Currencies seem to be a good idea when you
can place a value on advertising inventory, and can easily relate it to other platforms -- or what was paid in the past.
That product -- a 30-second announcement on NBC, a 10-second video
opportunity on Facebook, a 5-second pre-roll on a mobile gaming app, an influencer video promotional on TikTok -- still means different things to different marketers.
What’s the value of
that one currency, then?
Think about cost per
thousand, cost per click, cost per action, cost per lead, cost per sale, cost per install. Other combinations and permutations? Perhaps cost per eyes-on-the-screen per-engagement, per-actual online or
in-store sale. Come up with your special “cost-per."
OK, let’s not get ahead of ourselves. Perhaps one currency is too literal. There are many who are thinking about a one-currency
system — or what Nielsen One is positioned to be.
The biggest question might be a transition of historical data -- content, pricing metrics -- to whatever
this new one currency is.
What happens to low, historical “base” TV networks price points that Procter & Gamble, Ford Motor, AT&T, State Farm have worked on? Does all this
makes a transition to a new Nielsen One world? Does all this go away? And there’s the flip side: What happens to those mid-level TV marketers with less-attractive-based TV network price
points?
Multiple currency systems could be the answer, according to many experts -- including different currencies per industry.

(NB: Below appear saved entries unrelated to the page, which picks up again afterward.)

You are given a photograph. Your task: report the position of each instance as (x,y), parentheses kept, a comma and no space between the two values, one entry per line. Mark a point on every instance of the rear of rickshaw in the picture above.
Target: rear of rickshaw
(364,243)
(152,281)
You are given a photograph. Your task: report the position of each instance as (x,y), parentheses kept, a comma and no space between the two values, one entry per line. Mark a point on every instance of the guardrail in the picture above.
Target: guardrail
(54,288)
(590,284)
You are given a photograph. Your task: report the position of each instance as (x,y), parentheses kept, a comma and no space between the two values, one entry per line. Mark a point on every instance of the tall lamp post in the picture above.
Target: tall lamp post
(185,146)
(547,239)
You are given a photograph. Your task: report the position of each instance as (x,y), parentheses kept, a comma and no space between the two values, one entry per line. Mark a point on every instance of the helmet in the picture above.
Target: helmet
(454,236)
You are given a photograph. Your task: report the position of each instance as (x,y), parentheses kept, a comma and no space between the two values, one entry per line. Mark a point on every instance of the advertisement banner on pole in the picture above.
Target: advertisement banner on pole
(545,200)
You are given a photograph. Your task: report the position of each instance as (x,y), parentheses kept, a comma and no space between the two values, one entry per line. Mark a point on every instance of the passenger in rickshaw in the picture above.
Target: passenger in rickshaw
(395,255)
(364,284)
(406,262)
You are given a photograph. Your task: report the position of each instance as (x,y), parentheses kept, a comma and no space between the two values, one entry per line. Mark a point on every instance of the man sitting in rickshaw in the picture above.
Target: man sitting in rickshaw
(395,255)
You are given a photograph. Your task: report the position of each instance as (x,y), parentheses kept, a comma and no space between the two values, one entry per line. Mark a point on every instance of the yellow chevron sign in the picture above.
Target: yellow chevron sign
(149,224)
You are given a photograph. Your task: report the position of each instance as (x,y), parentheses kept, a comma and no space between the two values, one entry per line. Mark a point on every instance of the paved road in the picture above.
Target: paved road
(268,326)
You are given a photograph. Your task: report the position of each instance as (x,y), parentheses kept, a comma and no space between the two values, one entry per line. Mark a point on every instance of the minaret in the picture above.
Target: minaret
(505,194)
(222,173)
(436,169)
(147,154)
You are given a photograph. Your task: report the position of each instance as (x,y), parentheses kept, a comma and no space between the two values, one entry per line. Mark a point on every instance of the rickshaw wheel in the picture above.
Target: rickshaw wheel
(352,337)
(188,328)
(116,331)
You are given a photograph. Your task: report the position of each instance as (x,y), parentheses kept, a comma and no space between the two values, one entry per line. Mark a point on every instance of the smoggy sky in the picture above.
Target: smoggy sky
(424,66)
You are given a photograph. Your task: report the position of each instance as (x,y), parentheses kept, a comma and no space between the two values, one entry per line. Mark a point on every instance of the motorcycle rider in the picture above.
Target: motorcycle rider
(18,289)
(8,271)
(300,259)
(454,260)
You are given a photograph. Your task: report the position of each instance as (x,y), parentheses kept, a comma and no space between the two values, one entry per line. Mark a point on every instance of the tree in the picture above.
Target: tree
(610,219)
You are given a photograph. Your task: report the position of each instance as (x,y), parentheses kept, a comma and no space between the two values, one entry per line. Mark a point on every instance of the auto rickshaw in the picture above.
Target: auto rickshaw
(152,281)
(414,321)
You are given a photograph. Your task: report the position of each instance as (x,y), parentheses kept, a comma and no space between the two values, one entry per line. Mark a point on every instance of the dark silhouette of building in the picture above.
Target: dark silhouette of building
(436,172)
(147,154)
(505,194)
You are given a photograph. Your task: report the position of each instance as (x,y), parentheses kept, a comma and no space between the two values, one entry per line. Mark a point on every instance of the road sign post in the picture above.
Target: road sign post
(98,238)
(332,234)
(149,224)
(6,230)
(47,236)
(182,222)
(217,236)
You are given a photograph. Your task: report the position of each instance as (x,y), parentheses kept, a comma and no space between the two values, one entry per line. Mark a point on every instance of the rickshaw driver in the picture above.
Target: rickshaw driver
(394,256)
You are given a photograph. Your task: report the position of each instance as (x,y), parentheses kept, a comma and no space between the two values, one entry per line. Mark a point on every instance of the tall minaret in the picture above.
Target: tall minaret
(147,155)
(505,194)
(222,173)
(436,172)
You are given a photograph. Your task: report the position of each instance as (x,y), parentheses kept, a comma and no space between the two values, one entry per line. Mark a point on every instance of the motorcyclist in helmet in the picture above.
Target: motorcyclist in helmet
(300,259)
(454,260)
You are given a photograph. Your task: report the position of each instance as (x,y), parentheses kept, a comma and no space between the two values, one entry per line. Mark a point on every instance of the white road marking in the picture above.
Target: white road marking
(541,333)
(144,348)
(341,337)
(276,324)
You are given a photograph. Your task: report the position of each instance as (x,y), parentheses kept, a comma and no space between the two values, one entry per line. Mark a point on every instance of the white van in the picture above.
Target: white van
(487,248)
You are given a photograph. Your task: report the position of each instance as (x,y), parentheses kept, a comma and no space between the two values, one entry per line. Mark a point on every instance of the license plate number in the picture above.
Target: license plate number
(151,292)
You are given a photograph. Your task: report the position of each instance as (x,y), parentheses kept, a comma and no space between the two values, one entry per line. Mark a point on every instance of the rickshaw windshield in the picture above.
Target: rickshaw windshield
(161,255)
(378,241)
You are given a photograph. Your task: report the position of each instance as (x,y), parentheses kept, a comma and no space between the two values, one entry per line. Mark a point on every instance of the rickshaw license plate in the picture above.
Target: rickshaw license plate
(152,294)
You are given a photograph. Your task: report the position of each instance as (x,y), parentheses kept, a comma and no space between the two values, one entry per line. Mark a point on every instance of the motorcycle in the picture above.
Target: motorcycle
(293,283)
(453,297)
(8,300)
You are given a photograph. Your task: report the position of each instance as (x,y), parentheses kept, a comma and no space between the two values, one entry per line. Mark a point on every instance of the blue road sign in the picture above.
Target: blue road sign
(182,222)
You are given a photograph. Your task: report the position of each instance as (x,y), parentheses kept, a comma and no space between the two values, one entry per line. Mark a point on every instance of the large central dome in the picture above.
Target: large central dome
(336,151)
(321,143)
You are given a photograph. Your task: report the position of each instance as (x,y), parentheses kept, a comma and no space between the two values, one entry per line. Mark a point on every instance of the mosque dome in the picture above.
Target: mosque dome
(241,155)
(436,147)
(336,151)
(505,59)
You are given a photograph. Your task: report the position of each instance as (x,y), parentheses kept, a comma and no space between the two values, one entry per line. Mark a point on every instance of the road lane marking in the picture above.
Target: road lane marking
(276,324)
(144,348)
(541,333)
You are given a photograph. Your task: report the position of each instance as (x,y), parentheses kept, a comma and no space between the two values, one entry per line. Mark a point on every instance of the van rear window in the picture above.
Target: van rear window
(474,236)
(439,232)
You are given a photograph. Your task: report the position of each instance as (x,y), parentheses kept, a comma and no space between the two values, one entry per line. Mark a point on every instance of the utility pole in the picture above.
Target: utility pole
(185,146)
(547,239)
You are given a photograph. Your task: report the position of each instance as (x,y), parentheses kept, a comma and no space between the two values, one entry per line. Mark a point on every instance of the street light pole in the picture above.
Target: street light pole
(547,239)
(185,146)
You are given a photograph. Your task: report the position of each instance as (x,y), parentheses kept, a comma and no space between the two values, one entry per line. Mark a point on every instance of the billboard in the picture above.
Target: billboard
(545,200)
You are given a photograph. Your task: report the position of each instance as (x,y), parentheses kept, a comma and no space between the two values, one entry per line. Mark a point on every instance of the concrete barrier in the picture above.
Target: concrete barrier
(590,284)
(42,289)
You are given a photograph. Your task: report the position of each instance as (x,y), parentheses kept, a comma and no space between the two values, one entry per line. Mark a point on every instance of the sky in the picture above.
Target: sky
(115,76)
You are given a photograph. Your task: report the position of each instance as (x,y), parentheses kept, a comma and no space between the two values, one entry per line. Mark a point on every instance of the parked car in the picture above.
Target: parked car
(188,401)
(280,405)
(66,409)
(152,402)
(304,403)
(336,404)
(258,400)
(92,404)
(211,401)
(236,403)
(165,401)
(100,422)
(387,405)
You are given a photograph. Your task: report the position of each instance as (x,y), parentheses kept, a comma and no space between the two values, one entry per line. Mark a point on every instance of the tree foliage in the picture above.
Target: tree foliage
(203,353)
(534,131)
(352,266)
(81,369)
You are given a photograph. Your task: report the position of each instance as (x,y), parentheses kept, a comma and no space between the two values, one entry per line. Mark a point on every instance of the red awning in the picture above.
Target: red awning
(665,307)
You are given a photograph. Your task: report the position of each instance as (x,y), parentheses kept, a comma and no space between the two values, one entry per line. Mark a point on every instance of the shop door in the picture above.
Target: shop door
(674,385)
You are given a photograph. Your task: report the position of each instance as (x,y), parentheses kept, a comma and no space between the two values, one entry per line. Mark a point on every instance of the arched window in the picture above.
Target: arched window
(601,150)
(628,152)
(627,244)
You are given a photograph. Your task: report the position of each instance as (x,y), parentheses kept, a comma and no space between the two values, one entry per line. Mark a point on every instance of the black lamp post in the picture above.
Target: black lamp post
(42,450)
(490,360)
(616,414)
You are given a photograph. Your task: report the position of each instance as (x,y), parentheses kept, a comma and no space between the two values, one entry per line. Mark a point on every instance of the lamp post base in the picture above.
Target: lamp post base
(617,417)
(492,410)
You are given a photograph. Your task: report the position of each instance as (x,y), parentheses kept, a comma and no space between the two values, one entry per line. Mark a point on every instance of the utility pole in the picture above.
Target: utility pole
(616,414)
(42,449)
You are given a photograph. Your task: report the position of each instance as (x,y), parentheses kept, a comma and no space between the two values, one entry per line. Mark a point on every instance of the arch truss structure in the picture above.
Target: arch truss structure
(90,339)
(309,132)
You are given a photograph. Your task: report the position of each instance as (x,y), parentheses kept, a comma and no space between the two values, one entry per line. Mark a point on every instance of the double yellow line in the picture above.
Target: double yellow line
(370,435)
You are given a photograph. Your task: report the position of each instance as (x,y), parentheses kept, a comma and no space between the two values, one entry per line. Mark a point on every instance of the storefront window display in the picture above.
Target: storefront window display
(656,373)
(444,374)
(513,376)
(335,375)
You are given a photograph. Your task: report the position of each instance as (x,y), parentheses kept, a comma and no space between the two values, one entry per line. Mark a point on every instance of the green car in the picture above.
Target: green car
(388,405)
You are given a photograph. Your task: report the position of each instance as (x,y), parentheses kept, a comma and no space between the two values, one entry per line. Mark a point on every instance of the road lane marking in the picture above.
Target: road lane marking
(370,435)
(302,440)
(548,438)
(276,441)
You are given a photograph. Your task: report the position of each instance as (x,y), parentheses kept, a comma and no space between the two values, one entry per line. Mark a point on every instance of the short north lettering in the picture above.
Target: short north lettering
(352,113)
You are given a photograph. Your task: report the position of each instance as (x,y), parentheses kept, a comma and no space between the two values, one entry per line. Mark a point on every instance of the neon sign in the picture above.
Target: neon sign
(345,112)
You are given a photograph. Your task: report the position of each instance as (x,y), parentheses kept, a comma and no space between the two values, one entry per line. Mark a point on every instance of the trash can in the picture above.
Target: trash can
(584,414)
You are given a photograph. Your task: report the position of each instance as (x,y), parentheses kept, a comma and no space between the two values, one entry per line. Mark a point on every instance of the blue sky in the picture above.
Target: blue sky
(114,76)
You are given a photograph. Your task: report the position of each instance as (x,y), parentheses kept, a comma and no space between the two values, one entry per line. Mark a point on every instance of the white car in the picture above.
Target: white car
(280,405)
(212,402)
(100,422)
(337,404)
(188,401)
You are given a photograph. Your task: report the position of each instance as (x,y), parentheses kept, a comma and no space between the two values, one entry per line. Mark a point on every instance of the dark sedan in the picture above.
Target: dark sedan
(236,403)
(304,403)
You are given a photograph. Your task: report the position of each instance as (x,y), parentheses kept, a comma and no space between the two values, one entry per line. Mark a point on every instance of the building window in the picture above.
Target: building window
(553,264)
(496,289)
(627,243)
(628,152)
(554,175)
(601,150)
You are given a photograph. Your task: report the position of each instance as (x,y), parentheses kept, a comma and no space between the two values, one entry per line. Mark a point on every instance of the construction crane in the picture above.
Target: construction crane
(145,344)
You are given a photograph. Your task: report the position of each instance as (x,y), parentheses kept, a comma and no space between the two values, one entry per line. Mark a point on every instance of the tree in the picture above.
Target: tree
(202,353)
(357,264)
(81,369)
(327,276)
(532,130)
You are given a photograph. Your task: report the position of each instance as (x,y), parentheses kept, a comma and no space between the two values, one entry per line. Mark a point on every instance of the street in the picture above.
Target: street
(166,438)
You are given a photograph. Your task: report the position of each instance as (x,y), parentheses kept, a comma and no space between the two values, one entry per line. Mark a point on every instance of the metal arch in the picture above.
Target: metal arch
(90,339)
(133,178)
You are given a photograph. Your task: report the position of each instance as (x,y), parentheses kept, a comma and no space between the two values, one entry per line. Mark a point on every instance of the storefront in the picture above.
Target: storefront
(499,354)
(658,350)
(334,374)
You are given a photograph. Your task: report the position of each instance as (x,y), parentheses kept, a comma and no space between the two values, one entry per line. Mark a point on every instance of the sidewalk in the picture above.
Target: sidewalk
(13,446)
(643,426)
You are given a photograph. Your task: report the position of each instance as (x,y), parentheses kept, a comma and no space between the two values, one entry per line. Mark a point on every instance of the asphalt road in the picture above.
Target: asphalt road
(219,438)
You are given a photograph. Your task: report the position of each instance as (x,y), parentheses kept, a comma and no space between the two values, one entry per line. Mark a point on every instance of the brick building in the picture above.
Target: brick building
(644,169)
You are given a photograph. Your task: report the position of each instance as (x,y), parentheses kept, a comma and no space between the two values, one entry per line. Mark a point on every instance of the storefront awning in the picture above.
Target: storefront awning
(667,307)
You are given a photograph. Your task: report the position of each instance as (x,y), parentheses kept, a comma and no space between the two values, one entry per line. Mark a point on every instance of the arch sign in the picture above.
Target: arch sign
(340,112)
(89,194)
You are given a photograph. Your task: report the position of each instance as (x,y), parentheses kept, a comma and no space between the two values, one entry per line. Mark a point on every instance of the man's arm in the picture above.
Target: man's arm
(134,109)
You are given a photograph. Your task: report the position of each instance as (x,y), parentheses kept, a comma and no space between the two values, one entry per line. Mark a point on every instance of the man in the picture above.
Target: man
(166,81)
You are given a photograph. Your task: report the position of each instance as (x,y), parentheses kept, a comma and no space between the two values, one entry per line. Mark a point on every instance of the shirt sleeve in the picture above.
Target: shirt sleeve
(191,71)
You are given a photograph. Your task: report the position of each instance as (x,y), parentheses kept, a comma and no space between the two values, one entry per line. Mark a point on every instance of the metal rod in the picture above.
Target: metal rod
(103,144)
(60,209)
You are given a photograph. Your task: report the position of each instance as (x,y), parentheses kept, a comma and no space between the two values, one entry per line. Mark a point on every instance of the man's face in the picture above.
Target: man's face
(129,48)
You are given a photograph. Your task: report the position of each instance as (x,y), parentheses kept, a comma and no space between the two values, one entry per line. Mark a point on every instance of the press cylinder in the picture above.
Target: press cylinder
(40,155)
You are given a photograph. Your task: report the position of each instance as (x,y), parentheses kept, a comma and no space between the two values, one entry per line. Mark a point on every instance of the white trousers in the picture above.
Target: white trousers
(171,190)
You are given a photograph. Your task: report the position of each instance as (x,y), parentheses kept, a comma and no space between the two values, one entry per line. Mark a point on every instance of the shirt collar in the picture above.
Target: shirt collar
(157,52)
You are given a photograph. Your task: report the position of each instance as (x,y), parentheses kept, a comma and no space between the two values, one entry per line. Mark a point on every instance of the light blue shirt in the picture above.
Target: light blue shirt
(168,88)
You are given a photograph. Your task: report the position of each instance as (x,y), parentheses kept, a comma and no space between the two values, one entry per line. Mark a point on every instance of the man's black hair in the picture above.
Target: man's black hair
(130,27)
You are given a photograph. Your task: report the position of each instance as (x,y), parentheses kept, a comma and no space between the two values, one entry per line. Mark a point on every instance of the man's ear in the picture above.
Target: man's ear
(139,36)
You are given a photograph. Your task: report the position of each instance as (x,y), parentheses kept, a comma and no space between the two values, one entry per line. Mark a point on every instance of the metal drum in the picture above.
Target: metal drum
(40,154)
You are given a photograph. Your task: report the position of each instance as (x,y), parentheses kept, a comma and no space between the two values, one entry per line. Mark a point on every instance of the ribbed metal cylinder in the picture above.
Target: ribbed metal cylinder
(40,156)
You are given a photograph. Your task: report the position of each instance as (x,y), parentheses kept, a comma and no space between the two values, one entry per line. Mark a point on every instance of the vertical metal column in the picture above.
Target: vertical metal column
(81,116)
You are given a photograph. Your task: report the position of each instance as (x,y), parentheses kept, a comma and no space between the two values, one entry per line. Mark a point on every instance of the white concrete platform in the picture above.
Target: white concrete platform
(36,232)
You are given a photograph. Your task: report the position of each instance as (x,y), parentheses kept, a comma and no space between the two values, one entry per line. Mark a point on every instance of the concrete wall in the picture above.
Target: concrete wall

Go further: A currency for each marketer that wants
one.
Still, in the near term, you might ask this question: How much is that national TV advertising spot in a NFL Sunday afternoon game on Fox or CBS?
In an ever-more fractionalized
media world, full of more granular data, with regard to marketing, content, attribution and/or pricing points, there will be more complexity.
No rest for the TV and media-data weary. The
pursuit will continue as long as people seek an easy tool to measure performance and predict outcomes. That’s the simple story.